Visualizing Performance
Source:vignettes/articles/Visualizing-Performance.Rmd
Visualizing-Performance.Rmd
A good future step would be to provide functions that automate the
below plotting code given the output of compare_learners()
and cv_super_learner()
.
data("Boston", package = "MASS")
# construct our super learner with verbose = TRUE
sl_model <- super_learner(
data = Boston,
formulas = medv ~ .,
learners = list(
lm = lnr_lm,
rf = lnr_rf,
ranger = lnr_ranger,
xgboost = lnr_xgboost,
glmnet = lnr_glmnet,
earth = lnr_earth
),
verbose = TRUE)
compare_learners(sl_model)
#> The default in nadir::compare_learners is to use CV-MSE for comparing learners.
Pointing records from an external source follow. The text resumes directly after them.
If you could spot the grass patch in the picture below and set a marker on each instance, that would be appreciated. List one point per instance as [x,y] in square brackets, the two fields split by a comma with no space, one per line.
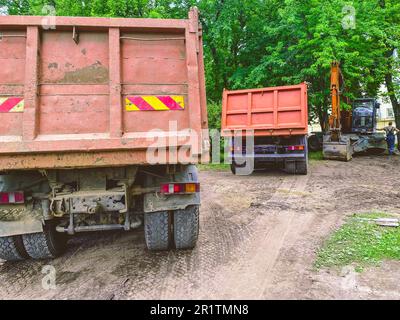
[360,243]
[315,155]
[214,167]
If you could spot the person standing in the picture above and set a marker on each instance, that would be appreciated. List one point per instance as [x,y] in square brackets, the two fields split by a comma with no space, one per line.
[391,136]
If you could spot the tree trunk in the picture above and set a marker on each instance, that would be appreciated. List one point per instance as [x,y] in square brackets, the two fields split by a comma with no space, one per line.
[393,98]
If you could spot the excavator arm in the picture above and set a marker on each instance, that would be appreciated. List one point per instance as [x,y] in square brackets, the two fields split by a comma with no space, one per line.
[334,120]
[336,146]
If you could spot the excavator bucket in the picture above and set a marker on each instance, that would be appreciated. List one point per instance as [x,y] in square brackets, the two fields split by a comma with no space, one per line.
[337,150]
[373,144]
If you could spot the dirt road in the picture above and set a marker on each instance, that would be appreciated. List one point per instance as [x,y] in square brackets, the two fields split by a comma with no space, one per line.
[258,239]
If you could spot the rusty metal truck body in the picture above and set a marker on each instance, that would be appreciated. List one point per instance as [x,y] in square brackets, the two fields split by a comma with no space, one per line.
[101,123]
[267,125]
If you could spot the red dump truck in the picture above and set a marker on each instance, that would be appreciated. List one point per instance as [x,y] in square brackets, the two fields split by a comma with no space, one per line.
[101,124]
[268,125]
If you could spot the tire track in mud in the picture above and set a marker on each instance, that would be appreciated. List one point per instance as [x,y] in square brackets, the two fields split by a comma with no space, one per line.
[257,239]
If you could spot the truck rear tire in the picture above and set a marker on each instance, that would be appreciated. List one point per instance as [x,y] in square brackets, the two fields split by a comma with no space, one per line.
[234,167]
[314,143]
[290,167]
[157,230]
[186,227]
[301,167]
[48,244]
[12,249]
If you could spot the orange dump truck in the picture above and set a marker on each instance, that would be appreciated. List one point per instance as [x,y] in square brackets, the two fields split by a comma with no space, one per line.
[267,125]
[101,124]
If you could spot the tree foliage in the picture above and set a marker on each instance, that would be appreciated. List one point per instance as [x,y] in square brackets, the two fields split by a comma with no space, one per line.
[257,43]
#> Other metrics can be set using the loss_metric argument to compare_learners.
#> # A tibble: 1 × 6
#> lm rf ranger xgboost glmnet earth
#> <dbl> <dbl> <dbl> <dbl> <dbl> <dbl>
#> 1 25.3 10.8 11.8 8.83 26.7 14.8
pacman::p_load('dplyr', 'ggplot2', 'tidyr', 'magrittr')
truth <- sl_model$holdout_predictions$mpg
#> Warning: Unknown or uninitialised column: `mpg`.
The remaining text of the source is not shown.